Using the companion PSP benchmark [psp2026], which evaluates detailed phoneme-level and distributional accent metrics, "Praxy Voice" demonstrates the following headline results:

  • Telugu: Retroflex collapse 26.7% (vs Sarvam Bulbul 33.3%). Ranking is first though the difference falls within the small-sample noise band.
  • Tamil: Tamil-zha (\b{r}) collapse at 71% (vs commercial systems 86%), the clearest per-feature gain.
  • Hindi: LLM-WER of 0.025, tying with Cartesia Sonic-3.

All strong results are obtained with the acoustic model remaining frozen and no commercial or proprietary TTS training data.

Scope Control and Deployment Architecture

A negative control on Hindi is critical: engaging the LoRA pathway regresses semantic accuracy (LLM-WER inflates from 0.025 to 0.334), affirming that the adaptation pathway is beneficial solely for languages outside the base's native set. This leads to a deployment split:

  • LoRA+BUPS for Telugu/Tamil
  • Vanilla Chatterbox for Hindi
  • Code-mix branch (transliteration + IndicF5) for code-switched utterances

Robustness and Ablations

Config B Sampling

Empirical ablation shows that the triple-override (exaggeration, temperature, min_p) dominates alternatives in LLM-WER and FAD, with listener trials corroborating superior perceived prosody and naturalness.

Reference-Audio Sourcing

Using same-language voice prompts achieves materially lower FAD and more native prosody; cross-language prompts (e.g., English reference for Telugu) harm output quality. This validates the same-language constraint for reference audio.

Training Scale

Scaling from 85h to 1220h of training data for the LoRA branch improved LLM-WER by 5x, with retroflex collapse metrics essentially unchanged—a sign that token-level adaptation is effective independently of acoustic retraining.

Code-Mix Handling

The transliteration preprocessor feeding IndicF5 reduces LLM-WER on code-mixed Telugu from 0.80 to 0.14, closing much of the gap to commercial systems (Cartesia Sonic-3 at 0.11). For Hindi, the reduction is from 0.85 to 0.20; the remaining metric gap largely reflects differences in STT training data and handling of code-mixed pronunciations.

Theoretical and Practical Implications

The principal contribution is demonstrating how minimal parameter-efficient intervention can extend a frozen non-Indic base to commercial-class performance on phonetically complex, low-resource Indic languages, obviating the need for expensive acoustic retraining or commercial data licensing.

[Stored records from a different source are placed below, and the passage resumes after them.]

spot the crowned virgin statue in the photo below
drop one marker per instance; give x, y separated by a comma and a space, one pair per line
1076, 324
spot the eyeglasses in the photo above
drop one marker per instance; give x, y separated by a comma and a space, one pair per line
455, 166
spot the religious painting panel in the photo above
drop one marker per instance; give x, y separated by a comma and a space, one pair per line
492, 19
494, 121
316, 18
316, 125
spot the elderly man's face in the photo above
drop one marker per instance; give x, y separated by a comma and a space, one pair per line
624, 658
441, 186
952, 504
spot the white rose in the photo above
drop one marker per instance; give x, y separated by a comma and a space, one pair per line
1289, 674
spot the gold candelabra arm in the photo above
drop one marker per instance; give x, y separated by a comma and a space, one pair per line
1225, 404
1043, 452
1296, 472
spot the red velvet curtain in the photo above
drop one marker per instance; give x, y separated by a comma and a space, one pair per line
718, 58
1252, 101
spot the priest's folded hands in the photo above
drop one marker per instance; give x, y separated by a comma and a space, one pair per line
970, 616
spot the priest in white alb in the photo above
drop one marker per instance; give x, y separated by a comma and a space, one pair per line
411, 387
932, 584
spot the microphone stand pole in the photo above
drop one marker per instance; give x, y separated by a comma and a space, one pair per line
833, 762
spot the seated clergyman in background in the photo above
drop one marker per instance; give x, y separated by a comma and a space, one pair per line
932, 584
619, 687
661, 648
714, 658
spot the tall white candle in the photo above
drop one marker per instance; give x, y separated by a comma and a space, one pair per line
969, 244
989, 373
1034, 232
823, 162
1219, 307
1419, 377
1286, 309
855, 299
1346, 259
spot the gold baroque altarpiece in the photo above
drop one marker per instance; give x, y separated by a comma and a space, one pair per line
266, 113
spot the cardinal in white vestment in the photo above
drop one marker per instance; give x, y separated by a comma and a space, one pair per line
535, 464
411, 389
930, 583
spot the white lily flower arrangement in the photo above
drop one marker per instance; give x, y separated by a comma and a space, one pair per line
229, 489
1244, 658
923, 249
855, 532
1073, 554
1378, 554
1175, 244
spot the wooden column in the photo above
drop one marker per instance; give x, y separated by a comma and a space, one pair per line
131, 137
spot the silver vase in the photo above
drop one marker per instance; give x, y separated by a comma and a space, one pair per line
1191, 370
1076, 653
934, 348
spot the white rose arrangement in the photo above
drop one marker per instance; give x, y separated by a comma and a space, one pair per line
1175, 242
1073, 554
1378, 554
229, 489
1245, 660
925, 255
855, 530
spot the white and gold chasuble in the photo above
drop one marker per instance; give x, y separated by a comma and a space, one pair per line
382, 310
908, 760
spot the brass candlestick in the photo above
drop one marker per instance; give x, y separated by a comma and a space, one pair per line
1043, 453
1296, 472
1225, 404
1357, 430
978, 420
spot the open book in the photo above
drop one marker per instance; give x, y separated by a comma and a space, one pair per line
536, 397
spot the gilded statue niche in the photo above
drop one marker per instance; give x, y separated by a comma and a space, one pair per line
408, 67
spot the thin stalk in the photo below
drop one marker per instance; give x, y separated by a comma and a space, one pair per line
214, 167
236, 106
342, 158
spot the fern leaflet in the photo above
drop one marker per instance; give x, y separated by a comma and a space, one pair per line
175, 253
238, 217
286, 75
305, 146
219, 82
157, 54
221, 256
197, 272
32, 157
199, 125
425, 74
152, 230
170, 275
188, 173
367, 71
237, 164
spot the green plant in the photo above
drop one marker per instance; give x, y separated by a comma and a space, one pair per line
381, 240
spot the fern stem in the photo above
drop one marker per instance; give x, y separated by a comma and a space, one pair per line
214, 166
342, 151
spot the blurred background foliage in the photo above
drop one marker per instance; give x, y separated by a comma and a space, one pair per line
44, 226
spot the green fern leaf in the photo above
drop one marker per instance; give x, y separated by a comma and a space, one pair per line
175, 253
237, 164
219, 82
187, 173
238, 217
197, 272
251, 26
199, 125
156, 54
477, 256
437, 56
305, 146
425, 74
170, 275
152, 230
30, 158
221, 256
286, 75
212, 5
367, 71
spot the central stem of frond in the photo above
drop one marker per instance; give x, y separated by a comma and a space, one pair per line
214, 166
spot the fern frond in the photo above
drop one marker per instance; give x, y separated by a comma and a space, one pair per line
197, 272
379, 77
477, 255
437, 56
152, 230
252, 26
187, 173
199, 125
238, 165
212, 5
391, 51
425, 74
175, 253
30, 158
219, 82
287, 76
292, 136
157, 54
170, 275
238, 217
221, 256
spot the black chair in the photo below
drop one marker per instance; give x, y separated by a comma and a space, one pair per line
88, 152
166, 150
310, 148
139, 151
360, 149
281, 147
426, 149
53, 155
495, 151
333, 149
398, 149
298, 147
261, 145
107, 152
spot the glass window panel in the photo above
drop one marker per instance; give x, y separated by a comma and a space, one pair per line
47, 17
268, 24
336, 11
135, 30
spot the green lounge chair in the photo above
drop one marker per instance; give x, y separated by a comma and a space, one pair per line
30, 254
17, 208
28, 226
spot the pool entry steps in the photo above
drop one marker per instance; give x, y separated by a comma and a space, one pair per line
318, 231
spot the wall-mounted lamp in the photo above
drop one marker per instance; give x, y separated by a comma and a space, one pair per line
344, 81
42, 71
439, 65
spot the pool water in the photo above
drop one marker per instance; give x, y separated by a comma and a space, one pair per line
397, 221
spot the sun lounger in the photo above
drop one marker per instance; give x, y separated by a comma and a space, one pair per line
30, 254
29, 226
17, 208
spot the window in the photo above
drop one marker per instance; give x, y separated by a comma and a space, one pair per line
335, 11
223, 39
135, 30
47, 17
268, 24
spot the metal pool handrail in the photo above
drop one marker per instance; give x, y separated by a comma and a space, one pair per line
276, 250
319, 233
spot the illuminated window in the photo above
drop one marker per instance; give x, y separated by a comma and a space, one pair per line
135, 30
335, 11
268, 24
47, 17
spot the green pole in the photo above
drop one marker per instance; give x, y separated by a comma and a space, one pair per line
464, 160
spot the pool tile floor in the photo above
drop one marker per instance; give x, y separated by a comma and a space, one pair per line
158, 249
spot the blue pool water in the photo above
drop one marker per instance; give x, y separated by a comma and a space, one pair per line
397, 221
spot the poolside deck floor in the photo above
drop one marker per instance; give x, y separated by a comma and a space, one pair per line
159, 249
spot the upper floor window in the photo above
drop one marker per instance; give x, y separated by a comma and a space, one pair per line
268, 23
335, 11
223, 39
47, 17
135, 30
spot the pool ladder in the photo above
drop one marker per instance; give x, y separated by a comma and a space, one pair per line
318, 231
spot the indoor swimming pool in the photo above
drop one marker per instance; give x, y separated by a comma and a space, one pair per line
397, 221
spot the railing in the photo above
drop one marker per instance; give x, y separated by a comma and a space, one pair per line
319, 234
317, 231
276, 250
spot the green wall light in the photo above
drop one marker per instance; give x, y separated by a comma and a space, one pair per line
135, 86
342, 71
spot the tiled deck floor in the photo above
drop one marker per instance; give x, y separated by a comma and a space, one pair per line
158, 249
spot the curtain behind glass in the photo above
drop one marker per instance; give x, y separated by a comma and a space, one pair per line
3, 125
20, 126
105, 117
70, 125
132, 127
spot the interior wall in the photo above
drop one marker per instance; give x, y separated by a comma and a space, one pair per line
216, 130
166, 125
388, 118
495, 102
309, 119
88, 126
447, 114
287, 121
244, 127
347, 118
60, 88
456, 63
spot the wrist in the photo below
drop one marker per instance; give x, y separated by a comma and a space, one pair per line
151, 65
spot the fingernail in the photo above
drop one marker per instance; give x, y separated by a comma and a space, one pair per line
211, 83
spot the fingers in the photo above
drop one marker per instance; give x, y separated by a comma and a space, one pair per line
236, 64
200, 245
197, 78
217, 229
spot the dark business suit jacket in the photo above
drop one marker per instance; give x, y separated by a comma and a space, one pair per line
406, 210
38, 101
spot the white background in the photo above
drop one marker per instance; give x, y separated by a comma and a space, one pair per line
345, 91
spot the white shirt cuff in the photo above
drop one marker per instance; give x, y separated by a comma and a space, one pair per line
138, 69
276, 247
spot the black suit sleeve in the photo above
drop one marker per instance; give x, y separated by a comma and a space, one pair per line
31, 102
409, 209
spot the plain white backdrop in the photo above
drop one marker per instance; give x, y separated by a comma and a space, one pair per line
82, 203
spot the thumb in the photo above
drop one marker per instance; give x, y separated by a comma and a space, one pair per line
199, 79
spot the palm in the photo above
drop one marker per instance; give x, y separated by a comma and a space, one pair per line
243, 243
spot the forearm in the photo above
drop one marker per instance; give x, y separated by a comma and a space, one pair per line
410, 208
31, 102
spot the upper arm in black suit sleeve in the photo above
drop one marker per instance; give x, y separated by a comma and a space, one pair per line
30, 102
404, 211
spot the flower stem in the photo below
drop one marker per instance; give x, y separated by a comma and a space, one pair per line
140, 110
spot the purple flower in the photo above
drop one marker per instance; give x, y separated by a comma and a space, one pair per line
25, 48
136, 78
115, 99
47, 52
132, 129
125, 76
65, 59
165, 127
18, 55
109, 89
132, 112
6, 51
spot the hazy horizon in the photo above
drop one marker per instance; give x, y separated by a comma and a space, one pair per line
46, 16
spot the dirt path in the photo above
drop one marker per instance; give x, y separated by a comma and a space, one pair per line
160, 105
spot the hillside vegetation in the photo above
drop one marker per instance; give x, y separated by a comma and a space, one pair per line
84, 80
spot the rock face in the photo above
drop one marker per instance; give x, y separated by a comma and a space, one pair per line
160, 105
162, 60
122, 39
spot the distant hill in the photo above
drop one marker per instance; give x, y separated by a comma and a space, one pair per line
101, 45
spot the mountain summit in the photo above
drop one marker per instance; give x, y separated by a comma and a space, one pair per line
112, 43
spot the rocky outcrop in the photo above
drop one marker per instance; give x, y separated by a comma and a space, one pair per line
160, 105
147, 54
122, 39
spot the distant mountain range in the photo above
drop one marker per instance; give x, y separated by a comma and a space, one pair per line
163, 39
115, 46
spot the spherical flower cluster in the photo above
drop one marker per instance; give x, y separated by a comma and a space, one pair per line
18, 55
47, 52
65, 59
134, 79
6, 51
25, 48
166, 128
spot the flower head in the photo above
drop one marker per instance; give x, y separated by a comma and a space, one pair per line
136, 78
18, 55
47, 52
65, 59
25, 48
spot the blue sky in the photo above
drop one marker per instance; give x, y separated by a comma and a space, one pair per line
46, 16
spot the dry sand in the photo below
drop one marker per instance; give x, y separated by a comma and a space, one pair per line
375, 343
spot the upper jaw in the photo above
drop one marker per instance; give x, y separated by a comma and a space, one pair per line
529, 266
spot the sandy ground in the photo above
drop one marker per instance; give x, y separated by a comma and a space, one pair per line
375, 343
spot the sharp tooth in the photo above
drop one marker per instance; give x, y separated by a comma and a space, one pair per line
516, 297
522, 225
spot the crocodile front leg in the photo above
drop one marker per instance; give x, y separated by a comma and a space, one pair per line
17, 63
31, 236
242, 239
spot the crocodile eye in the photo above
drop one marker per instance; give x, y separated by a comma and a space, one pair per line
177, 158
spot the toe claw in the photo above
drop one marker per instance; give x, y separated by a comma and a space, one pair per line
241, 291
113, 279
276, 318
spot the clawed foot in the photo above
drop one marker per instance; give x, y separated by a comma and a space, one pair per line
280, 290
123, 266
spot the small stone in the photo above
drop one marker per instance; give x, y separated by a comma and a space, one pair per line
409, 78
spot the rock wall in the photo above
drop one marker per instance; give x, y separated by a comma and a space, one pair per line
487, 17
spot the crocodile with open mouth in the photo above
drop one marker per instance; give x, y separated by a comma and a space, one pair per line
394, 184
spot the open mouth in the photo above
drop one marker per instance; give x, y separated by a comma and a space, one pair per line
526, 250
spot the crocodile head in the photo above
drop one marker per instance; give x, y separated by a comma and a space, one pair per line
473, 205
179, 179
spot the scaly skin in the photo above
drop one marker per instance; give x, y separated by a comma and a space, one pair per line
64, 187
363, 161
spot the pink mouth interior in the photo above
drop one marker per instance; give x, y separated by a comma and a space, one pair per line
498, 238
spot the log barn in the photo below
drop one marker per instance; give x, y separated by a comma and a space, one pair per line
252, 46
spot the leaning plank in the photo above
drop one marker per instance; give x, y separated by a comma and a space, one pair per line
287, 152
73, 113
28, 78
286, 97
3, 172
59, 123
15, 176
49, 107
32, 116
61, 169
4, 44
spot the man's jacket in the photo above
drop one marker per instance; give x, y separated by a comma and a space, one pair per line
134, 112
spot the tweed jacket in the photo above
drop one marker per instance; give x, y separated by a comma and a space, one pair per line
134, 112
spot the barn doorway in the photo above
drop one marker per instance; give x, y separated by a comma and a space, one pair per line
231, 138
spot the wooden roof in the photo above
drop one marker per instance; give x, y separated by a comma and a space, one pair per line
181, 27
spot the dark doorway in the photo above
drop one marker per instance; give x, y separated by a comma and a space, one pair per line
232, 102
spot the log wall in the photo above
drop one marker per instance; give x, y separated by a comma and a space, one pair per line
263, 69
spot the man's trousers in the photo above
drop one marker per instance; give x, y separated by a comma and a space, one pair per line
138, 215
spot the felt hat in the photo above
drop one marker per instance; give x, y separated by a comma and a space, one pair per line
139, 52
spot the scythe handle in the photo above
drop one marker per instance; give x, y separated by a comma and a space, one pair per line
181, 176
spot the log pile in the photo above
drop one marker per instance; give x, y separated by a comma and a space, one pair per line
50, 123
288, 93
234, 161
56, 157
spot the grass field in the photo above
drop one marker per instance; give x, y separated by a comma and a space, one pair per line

Applying BUPS as a romanisation-based routing mechanism enables any adequately trained Latin-tokenised TTS base to bootstrap new Brahmic-script languages with minimal cost.

Performance parity or superiority on per-phoneme and semantic accuracy metrics, matched with open-source, commercially viable code and weights, stands to democratise high-quality Indic TTS for a broad range of production and low-resource research settings.

Limitations and Future Work

Key limitations include reliance on single-digit test set sizes (pilot10), the inability to LoRA-adapt the acoustic decoder due to resource constraints, and the absence of formal MOS evaluation. Acoustic-decoder LoRA, larger-scale subjective evaluation, and further fine-tuning on naturally sourced code-mix data are proposed as next steps, supported by imminent access to more substantial GPU resources. Notably, the code-mix branch, while closing the WER gap for Telugu, still lags on Hindi due to STT model alignment with American English code-mixing.

Conclusion

"Praxy Voice" (2604.25441) establishes that a frozen, open-source, non-Indic TTS base can be adapted to robustly cover major Indic languages using a minimal, parameter-efficient intervention. Key technical advances include BUPS for romanisation-routing, narrowly-scoped LoRA fine-tuning, and a validated inference-time voice-prompt recipe. The empirical approach—combining strong accent and intelligibility results across Telugu, Tamil, and Hindi—demonstrates parity or marginal superiority versus closed-source commercial APIs under zero proprietary training data constraints. This approach offers actionable methodology for extending production TTS to other underserved orthographic and phonological domains with minimal compute or data investment.